We were always returning the full VM range of the partially-unmapped Region to the range allocator. This caused us to re-use those addresses for subsequent VM allocations. This patch also skips creating a new VMObject in partial munmap(). Instead we just make split regions that point into the same VMObject.

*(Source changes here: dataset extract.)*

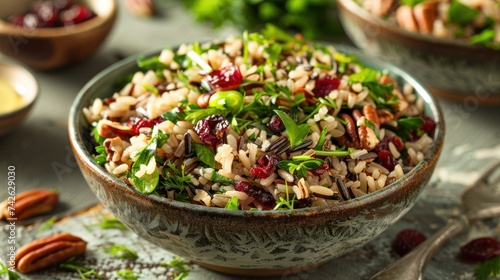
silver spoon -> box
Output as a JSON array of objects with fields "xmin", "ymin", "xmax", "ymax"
[{"xmin": 370, "ymin": 160, "xmax": 500, "ymax": 280}]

This fixes the mysterious GCC ICE on large C++ programs.
2025-05-28 16:35:08 +00:00 · 2019-09-27 20:17:41 +02:00 · 2019-09-27 20:17:41 +02:00 · 2584636d19
commit 2584636d19
parent d5f3972012
4 changed files with 17 additions and 12 deletions
--- a/Kernel/Process.cpp
+++ b/Kernel/Process.cpp
@ -108,9 +108,9 @@ static unsigned prot_to_region_access_flags(int prot)
    return access;
 }

-Region& Process::allocate_split_region(const Region& source_region, const Range& range)
+Region& Process::allocate_split_region(const Region& source_region, const Range& range, size_t offset_in_vmo)
 {
-    m_regions.append(Region::create_user_accessible(range, source_region.name(), source_region.access()));
+    m_regions.append(Region::create_user_accessible(range, source_region.vmobject(), offset_in_vmo, source_region.name(), source_region.access()));
    return m_regions.last();
 }

@ -244,20 +244,24 @@ int Process::sys$munmap(void* addr, size_t size)
        auto remaining_ranges_after_unmap = old_region_range.carve(range_to_unmap);
        ASSERT(!remaining_ranges_after_unmap.is_empty());
        auto make_replacement_region = [&](const Range& new_range) -> Region& {
-            auto& new_region = allocate_split_region(*old_region, new_range);
            ASSERT(new_range.base() >= old_region_range.base());
+            ASSERT(new_range.end() <= old_region_range.end());
            size_t new_range_offset_in_old_region = new_range.base().get() - old_region_range.base().get();
-            size_t first_physical_page_of_new_region_in_old_region = new_range_offset_in_old_region / PAGE_SIZE;
-            for (size_t i = 0; i < new_region.page_count(); ++i) {
-                new_region.vmobject().physical_pages()[i] = old_region->vmobject().physical_pages()[first_physical_page_of_new_region_in_old_region + i];
-            }
-            return new_region;
+            return allocate_split_region(*old_region, new_range, new_range_offset_in_old_region);
        };
        Vector<Region*, 2> new_regions;
        for (auto& new_range : remaining_ranges_after_unmap) {
            new_regions.unchecked_append(&make_replacement_region(new_range));
        }
+
+        // We manually unmap the old region here, specifying that we *don't* want the VM deallocated.
+        MM.unmap_region(*old_region, false);
        deallocate_region(*old_region);
+
+        // Instead we give back the unwanted VM manually.
+        page_directory().range_allocator().deallocate(range_to_unmap);
+
+        // And finally we map the new region(s).
        for (auto* new_region : new_regions) {
            MM.map_region(*this, *new_region);
        }